Kentin anılarını barındıran mekânları yaşatmak öncelikle 'Maraşlılar'ın sorumluluğu.
Doyumsuz 'Maraş dondurması' nı dünyaya tanıtan 'Mado' nun kent merkezindeki 'aile pastanesi' ndeyiz... Yani, Mado'yu yaratan 'baba' nın adını taşıyan 'Yaşar' da... Trabzon Caddesi'nde aynı geleneği yaşatan 'Edo' yla en eski pastane olduğu söylenen 'Uğrak' la birlikte dolup dolup taşıyorlar...
Yaşar'ın farkı ise yöresel el sanatlarından örneklerle donatılmış salonları... Belli ki 'derin sohbetlere' esin kaynağı olan bu dekorların arasında, ailenin temsilcisi Atilla Kambur 'u dinliyoruz; ''Başarımızın sırrı, babamın önce iş, sonra aş, sonra da aşk ilkesine sadakatimizdir...''
Geleneklerine düşkün olan Atilla Bey, eski Amerikan arabalarında da dondurma satacaklarını söyleyince dayanamıyoruz: ''Peki, neden eski bir Maraş evini de pastane ya da dondurmacılık müzesi yapmıyorsunuz?..''
'Çağdaşlaşma' adına tarihsel mirasa 'yabancılaşma' Maraş'ı da öylesine tutsak almış ki en 'muhafazakâr' lar bile anılarının mekânlarını çoktan terk etmişler.
'Karsambaç'tan bugüne
Bu tutumun artık sorgulanması; 'binyılların kültür merkezi' nden hiç değilse elde kalanlara 'vefa' lı davranılabilmesi için Mimarlar Odası Temsilciliği 12 Kasım 2005 günü bir panel düzenledi. Temsilcilik Başkanı ve yöresel kültürün sevdalısı Abdullah Özdemir , konuşmasını 'zaman içinde Maraş' a ayırmıştı.

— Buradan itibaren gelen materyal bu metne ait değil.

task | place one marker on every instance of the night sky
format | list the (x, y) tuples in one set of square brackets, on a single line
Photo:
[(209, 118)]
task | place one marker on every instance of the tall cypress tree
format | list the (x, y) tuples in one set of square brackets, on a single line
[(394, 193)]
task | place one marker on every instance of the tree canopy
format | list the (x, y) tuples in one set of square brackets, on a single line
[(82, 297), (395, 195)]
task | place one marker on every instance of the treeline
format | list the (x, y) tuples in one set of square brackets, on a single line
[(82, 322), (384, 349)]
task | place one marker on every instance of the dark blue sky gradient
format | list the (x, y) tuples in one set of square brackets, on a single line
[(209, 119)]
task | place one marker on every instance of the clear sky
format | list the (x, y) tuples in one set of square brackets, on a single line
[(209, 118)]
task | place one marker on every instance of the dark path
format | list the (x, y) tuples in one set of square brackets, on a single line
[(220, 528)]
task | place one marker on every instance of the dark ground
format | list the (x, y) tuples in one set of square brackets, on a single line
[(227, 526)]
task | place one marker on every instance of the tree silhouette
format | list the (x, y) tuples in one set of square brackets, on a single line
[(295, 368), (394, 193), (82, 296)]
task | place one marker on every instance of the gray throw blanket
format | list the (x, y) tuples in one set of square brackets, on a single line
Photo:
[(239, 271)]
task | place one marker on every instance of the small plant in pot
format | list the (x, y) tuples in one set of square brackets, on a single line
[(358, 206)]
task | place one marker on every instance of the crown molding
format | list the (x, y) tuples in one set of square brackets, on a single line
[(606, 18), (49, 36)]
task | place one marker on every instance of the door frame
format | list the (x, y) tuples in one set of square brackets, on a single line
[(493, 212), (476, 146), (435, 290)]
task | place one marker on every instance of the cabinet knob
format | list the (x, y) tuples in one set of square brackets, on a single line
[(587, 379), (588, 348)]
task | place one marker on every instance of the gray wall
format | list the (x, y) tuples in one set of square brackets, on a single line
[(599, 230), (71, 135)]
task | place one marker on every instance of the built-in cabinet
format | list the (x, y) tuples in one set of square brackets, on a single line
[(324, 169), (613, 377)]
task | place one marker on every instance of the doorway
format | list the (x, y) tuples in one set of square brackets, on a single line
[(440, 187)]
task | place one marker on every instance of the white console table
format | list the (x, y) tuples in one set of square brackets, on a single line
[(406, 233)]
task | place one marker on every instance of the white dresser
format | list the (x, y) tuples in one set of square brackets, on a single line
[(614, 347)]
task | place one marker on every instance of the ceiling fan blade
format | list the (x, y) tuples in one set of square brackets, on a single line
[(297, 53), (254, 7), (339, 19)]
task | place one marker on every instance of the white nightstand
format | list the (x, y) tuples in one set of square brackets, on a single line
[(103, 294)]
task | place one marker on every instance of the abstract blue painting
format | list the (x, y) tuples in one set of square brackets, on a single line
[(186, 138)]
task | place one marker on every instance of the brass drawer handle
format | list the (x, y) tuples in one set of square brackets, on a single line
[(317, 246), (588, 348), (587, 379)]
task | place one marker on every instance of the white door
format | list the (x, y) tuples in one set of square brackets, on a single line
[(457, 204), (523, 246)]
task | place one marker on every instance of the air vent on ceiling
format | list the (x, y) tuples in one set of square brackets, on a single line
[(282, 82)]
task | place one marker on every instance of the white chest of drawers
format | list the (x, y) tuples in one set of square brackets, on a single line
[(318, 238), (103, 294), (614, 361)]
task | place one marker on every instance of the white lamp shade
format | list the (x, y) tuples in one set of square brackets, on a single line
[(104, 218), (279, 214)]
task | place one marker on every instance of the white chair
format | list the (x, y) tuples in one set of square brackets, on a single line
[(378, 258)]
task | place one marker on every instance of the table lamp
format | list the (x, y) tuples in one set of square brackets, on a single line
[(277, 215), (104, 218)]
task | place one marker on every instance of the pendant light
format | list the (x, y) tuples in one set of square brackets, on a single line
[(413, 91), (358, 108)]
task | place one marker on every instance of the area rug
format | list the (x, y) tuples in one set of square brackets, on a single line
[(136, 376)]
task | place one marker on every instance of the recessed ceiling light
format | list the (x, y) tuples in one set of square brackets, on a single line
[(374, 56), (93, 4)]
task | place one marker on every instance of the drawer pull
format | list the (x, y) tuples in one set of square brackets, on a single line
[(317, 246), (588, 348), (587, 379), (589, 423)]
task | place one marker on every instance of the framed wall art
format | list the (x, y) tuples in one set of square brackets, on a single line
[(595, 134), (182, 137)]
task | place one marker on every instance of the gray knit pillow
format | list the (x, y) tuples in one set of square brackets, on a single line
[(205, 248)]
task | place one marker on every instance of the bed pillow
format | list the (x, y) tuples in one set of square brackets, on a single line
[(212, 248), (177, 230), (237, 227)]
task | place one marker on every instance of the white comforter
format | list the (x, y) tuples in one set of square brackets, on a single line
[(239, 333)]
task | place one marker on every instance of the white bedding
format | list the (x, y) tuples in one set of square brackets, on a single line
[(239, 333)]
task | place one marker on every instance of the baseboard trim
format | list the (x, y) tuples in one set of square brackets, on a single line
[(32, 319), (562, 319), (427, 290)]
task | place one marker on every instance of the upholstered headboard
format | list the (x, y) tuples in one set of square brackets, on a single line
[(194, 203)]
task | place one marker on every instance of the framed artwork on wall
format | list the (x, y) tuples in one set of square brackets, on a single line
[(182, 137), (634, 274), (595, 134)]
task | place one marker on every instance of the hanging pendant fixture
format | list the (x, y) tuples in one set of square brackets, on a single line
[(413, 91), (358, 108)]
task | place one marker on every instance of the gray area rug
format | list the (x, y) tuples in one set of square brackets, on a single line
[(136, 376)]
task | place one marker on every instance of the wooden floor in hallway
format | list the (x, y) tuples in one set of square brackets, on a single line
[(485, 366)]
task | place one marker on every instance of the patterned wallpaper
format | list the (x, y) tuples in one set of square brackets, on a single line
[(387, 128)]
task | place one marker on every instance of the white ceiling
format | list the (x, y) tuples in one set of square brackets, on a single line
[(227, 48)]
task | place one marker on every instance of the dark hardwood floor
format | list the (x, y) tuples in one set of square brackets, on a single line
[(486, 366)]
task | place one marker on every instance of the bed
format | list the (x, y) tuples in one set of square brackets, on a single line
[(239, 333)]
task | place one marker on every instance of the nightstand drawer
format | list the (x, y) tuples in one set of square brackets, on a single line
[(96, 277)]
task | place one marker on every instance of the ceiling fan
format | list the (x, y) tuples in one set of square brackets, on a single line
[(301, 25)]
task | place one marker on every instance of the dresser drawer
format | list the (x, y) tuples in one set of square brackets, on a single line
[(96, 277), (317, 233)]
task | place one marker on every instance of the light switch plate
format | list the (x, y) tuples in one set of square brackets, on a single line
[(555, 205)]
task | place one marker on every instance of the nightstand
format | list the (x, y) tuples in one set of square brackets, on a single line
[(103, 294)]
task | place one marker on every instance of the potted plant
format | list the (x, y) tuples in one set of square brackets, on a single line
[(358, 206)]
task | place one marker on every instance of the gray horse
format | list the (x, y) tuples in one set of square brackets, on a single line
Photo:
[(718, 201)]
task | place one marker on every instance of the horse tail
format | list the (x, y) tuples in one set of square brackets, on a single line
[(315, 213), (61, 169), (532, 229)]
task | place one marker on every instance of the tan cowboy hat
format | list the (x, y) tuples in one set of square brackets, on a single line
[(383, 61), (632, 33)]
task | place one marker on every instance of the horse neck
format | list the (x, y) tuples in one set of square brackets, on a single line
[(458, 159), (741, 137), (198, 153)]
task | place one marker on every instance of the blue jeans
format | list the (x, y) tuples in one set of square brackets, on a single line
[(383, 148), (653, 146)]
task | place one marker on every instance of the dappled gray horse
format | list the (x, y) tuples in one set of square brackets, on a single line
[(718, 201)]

MÖ 1200-1600'lerde burada ilk kent devletlerini kuran ve 'karsambaç' dedikleri dondurmanın o çağdaki ilk 'müellifleri' olan Hititler 'in antik yerleşmesi 'Gurgum' , Persler döneminde 'Mark Hassi' , İS 11 yüzyılda 'Maraş' olmuş. İS 8 yüzyıldaki Bizans İmparatoru Leon İsonyan da Maraşlı bir Ermeniymiş...
14. yüzyılda 'Dulkadiroğulları Beyliği' , kentin şimdiki tarihsel dokusunu 'Kale' eteklerinde ve 'Ulu Cami' (1502) çevresinde 'Türkmen' mimarisinin özgün örneklerinden 'Taş Medrese' (1509) ile birlikte şekillendiriyor... 1522'den sonra Osmanlı'nın kapalıçarşılarıyla donanırken 19. yüzyılın ilk yarısında 'Amerikan Okulu' nun bile açıldığı önemli bir ticaret kenti oluyor...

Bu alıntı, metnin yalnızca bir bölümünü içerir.